Councilor Paul Morrison and Council President Nancy Grimes expressed their desire to see the 3,000-foot buffer to remain in place, while Mayor Frank Bubenik and Councilor Robert Kellogg said they were open to loosening it. Councilors Maria Reyes, Bridget Brooks and Valerie Pratt were open to further discussion of the topic.
“Our plan text amendment is fair, inclusive and reasonable and allows for marijuana dispensaries in Tualatin in an appropriate area suitable for retail sale,” Morrison said of the city’s regulations. “There’s no disguised ban or regulatory ban in Tualatin. The Tualatin ordinance allows Western Oregon Dispensary, or any other licensed marijuana dispensary, to set up shop in the city.”
Grimes said that the “preponderance” of the community input she has received is in favor of maintaining the current regulations.
“There’s a difference between a business being legal and a business being appropriate for how people see their community,” she said.
She used Jiggles – the strip club that once stood along I-5 on Nyberg Street – as an example.
“That was perfectly legal; I mean they didn’t even serve alcohol for heaven’s sakes,” she said. “But did people mconsider that to be appropriate for the community? No. Everybody remembers the happy, happy euphoric day when that was finally closed and the building was demolished.”
Bubenik, Brooks and Reyes, however, said that they have heard from community members who support having a dispensary in Tualatin.
“There’s a stigma around coming out and publicly supporting marijuana, even though it’s legal. There’s obviously a lot of judgment,” Brooks said, adding that, in addition to recreational use, some people use cannabis for pain management.
Grimes said the issue is not about stigmatizing people who use marijuana either recreationally or medically.
“We’re simply trying to figure out, as a city, if we’re going to have this, where would we put it,” she said. “What does the community think about where we should put it?

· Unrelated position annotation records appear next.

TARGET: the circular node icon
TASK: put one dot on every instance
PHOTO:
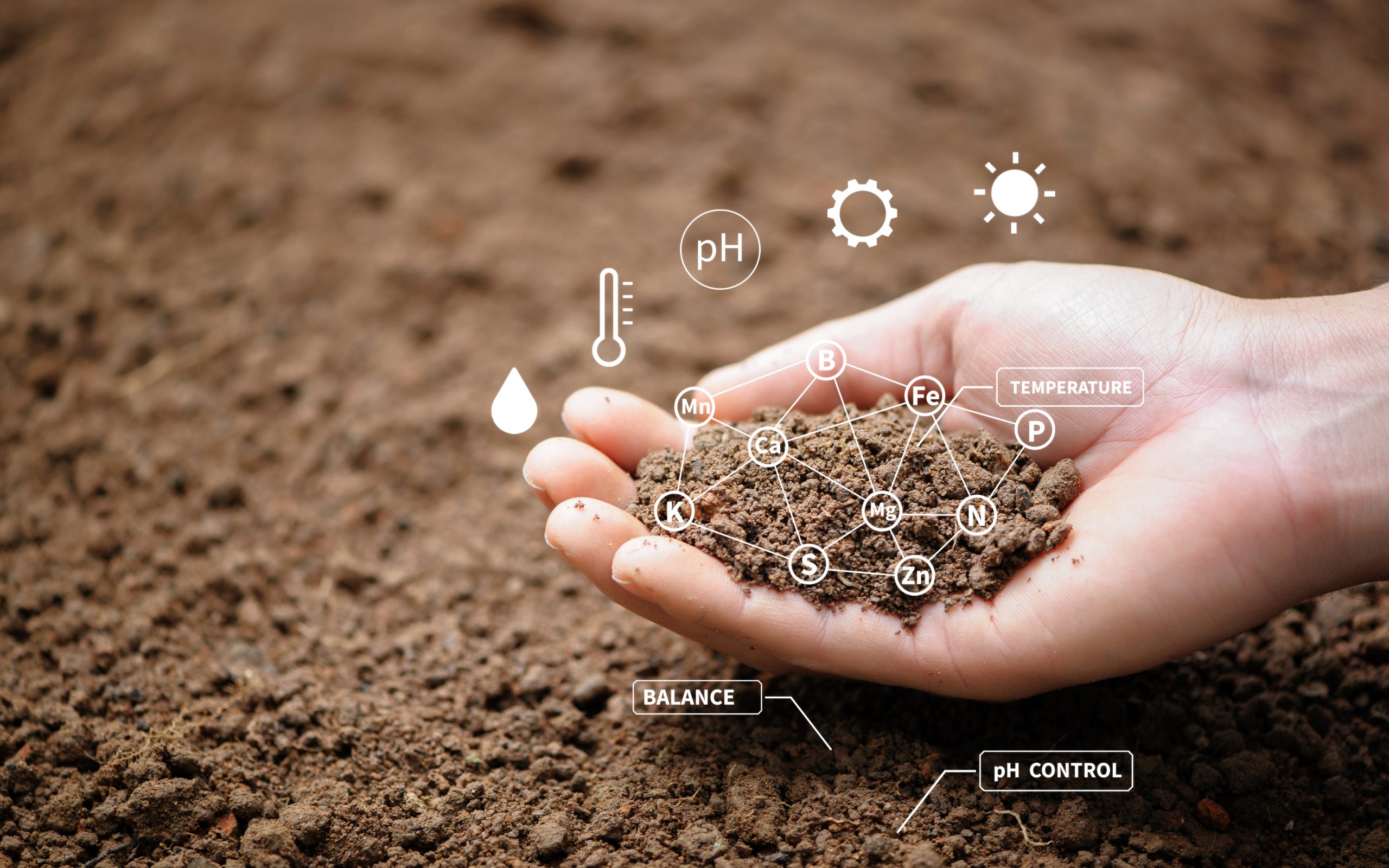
(1015, 192)
(1035, 428)
(768, 446)
(926, 396)
(695, 406)
(882, 512)
(825, 360)
(721, 247)
(914, 576)
(674, 512)
(809, 564)
(977, 514)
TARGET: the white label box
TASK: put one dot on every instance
(1068, 386)
(1056, 771)
(696, 698)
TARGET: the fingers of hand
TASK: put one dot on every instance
(588, 532)
(562, 469)
(621, 425)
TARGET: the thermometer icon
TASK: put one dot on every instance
(610, 316)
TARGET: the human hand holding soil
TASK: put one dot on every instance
(1252, 478)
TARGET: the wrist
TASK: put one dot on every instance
(1323, 380)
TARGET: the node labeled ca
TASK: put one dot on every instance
(768, 446)
(720, 249)
(977, 516)
(914, 576)
(809, 564)
(882, 512)
(674, 512)
(695, 406)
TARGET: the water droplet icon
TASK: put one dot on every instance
(514, 407)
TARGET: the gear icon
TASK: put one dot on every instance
(884, 196)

It just becomes a discussion of where is an appropriate place.”
If the buffer zone was decreased, Bubenik said, dispensaries would still largely be in industrial areas away from schools and the downtown core.
“The 1,000-foot buffer, to me keeps those community standards intact,” he said. “We’re not going to see them across the street from Fred Meyer. You’re not going to see them near Horizon Christian School. And you’re not going to see them near the 7-11.”
The council will likely discuss marijuana business regulations again on Feb. 10.